Gluten-free pizza can be every bit as delicious as a wheat based crust. In fact, you could serve this at your next party and no one would be the wiser. I do it all the time. Although the results can be a dead ringer for traditional wheat crusts, the preparation is fundamentally different. The gluten-free dough must be vigorously beat with a paddle to properly develop the xanthan gum, but it is too sticky to be kneaded. When working with wheat flours, a long, slow first rise with a brief second rise is a necessary step to properly develop flavor. With gluten-free yeast doughs, only one rise is necessary. While this is a wonderful time-saver, I like to enhance the dough’s flavor with a bit of garlic powder, agave syrup and a handful of fresh oregano. Traditional pizza crusts don’t typically call for eggs or baking powder, but I have found that the egg adds structure while the baking powder provides a foolproof oven-rise that a yeast only dough wouldn’t have. This recipe will work without the baking powder, but the results are superior with it included. Another crucial difference in preparation is that gluten-free pizza crust needs to be pre-baked for 10 minutes. At this point you can remove the dough from the oven, add your desired toppings and then return the pizza to the oven to finish baking. Taking the time to adapt your techniques to gluten-free pizza baking is worth the effort and before long you will think nothing of preparing homemade pizza for weeknight meals.

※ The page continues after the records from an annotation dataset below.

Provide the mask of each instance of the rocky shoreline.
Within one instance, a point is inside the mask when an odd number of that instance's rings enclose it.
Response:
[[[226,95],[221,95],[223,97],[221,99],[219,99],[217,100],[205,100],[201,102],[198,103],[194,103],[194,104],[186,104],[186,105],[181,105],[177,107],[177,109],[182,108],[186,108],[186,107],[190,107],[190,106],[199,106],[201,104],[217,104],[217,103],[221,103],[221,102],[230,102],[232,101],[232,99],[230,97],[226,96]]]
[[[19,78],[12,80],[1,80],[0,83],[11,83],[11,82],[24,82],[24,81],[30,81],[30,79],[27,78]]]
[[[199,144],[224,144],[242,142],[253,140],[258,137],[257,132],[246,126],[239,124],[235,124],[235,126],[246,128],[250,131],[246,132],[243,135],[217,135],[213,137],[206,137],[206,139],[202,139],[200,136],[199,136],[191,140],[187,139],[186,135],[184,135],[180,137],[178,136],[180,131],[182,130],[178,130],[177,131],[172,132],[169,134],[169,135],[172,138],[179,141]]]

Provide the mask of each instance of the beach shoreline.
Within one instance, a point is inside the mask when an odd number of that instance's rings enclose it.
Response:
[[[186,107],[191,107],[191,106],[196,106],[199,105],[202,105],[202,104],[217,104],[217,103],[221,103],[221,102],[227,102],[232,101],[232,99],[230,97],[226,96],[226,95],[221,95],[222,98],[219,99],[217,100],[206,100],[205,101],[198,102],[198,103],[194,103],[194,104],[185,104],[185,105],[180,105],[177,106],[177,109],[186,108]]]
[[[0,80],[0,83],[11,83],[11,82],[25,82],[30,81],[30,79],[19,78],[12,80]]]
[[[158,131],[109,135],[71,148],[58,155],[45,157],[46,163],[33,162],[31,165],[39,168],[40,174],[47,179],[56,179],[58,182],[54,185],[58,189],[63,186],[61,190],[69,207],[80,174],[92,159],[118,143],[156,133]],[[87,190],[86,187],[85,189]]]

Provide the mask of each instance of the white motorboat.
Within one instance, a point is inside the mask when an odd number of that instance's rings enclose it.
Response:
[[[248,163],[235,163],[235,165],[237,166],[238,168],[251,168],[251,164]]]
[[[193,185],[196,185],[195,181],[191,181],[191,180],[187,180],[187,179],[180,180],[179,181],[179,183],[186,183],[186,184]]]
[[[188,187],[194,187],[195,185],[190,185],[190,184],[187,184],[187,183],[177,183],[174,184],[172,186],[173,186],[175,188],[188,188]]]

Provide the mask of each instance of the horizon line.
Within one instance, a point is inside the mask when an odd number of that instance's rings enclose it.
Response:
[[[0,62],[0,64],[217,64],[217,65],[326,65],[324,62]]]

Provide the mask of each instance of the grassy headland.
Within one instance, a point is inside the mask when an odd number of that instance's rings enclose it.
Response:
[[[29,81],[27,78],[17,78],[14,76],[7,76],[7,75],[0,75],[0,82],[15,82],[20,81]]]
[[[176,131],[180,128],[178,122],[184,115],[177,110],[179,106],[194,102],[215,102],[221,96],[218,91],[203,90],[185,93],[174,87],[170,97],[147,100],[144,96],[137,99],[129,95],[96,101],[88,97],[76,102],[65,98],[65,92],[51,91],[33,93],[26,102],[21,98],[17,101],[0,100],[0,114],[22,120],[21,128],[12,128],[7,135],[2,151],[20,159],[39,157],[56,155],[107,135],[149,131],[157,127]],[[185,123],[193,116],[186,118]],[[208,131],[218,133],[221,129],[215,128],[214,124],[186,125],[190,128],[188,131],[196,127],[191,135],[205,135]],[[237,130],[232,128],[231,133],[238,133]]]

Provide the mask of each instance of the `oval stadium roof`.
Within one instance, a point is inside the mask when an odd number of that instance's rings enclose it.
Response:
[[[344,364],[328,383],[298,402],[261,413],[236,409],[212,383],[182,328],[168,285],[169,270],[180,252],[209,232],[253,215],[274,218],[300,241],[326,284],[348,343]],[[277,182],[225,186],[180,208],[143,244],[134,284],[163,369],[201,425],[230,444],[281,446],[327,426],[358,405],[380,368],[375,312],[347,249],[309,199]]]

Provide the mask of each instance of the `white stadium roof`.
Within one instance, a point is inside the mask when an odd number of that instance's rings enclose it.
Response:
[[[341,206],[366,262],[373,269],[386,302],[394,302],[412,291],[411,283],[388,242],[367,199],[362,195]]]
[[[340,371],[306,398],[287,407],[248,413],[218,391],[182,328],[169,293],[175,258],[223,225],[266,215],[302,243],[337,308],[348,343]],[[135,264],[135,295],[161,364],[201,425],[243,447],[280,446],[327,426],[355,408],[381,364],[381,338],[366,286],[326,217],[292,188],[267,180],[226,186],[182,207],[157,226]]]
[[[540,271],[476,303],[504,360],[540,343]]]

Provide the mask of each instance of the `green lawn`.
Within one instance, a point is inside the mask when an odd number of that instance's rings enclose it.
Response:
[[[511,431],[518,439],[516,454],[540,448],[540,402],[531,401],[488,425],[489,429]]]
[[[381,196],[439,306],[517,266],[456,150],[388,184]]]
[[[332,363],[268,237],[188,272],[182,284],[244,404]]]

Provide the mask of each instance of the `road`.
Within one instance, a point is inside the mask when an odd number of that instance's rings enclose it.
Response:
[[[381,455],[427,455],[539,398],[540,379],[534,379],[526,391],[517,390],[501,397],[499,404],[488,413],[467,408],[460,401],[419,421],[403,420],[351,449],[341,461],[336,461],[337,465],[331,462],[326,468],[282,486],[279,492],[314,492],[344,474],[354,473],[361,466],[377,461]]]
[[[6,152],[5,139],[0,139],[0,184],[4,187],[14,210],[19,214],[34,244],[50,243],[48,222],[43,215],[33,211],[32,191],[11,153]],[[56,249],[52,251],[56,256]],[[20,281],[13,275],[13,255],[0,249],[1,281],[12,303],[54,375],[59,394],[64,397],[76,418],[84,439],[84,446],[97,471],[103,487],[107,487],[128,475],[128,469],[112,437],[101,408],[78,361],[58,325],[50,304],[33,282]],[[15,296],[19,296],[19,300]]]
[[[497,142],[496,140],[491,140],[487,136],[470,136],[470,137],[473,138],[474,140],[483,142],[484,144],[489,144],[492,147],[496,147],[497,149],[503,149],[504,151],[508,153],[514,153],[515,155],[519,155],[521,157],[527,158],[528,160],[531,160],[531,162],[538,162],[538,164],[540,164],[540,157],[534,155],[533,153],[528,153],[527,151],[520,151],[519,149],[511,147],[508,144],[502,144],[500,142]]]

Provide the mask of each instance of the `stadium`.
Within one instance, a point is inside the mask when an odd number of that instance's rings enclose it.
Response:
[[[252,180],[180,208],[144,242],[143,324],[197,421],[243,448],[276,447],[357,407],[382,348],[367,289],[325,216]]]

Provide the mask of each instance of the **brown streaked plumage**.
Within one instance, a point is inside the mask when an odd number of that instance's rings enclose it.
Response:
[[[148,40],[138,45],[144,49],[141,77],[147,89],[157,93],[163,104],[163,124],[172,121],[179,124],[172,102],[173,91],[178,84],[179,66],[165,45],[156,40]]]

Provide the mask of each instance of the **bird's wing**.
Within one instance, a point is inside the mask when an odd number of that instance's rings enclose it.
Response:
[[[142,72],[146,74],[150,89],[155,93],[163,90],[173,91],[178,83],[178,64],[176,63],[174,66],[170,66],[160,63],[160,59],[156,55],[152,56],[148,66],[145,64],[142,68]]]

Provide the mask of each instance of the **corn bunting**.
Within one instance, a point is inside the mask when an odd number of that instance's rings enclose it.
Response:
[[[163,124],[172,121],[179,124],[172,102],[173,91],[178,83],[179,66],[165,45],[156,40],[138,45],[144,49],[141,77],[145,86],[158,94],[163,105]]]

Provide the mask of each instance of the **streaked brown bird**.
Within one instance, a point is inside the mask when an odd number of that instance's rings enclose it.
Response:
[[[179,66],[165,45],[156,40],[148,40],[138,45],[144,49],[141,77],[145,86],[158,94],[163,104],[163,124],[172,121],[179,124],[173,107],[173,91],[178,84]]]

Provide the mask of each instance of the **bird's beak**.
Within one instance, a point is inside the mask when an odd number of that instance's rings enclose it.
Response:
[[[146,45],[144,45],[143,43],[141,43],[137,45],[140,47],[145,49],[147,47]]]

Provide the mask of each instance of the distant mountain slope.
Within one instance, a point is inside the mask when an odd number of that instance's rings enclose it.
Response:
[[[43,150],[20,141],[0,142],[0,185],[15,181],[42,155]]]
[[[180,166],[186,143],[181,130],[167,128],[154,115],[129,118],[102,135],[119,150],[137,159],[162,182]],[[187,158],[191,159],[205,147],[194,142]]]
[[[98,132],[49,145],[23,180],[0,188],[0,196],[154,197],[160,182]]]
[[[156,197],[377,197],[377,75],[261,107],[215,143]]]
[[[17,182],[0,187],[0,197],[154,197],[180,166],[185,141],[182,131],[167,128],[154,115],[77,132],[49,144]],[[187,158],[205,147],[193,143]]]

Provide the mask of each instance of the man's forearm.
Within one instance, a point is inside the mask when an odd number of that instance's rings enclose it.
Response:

Gluten-Free Pizza Crust (one 14-16 inch crust)
- 1 ¾ cups all-purpose gluten-free flour mix (see below*)
- ¼ cup millet flour
- 2 ¼ teaspoons active dry yeast
- 1 teaspoon baking powder (Hain brand for corn-free baking)
- 2 teaspoons xanthan gum (or guar gum for corn-free baking)
- ½ teaspoon garlic powder
- 1 teaspoon fine sea salt
- 2 tablespoons agave syrup
- 1 teaspoon fresh, minced oregano (optional)
- 1 large egg
- 2 tablespoons extra-virgin olive oil + a bit more for oiling the pan
- 1 teaspoon apple cider vinegar
- 3/4 cup warm water (use 1-3 additional tablespoons if necessary)
—> Add ALL ingredients to a mixing bowl of a heavy duty mixer, fitted with paddle attachment.
—> Start mixer on slowest speed, and pulse off and on to incorporate ingredients. Be careful to not splash contents of bowl: go slow. After about 30 seconds, increase mixing speed to medium and mix for 2 minutes.
—> Increase mixer speed to medium-high and mix for one additional minute. The mixture should look like a thick cake batter, and it should stick to the sides of the mixing bowl. It will NOT look like traditional wheat dough, and it should NOT form a ball (if it does, add lots more water!). Use the picture below as a guide for what the dough should look like (add a bit more water if needed to achieve this consistency) :
—> With a flexible spatula, scrape dough onto a pizza pan that has been generously oiled with 1-2 tablespoons olive oil.
—> Working by your kitchen sink, let the tap trickle a bit (warm water). Wet your hands and gently press and spread the dough towards the outer edges of the pan. Continually wet your hands as needed so that you can easily move the dough without it sticking to you. Patch and press any spots that break through. It should look like this:
—> When the dough is pressed into the pizza pan, drizzle with a bit of olive oil and set aside, UNCOVERED in a warm, 80 degree place. (The dough will be moist enough from being spread with wet hands to rise without being covered)
—> Let the dough rise for 35-45 minutes. It will be a bit puffy, but not quite doubled.
—> Bake pizza in preheated 400 degree oven for 10 minutes.
—> Remove from oven and add sauce, and desired toppings.
—> Return the topped pizza to oven and bake for approximately 12-16 more minutes depending on desired brownness.
—> Slide onto a wire rack to cool (this helps keep the crust crisp) and serve.
* All-Purpose Gluten-Free Flour Mix
- 2 cups brown rice flour (I use Authentic Foods Superfine)
- 1/3 cup tapioca starch (also called tapioca flour)
- 2/3 cup potato starch (NOT flour)
Mix well in large plastic container or Ziploc bag. Store in cool place or fridge.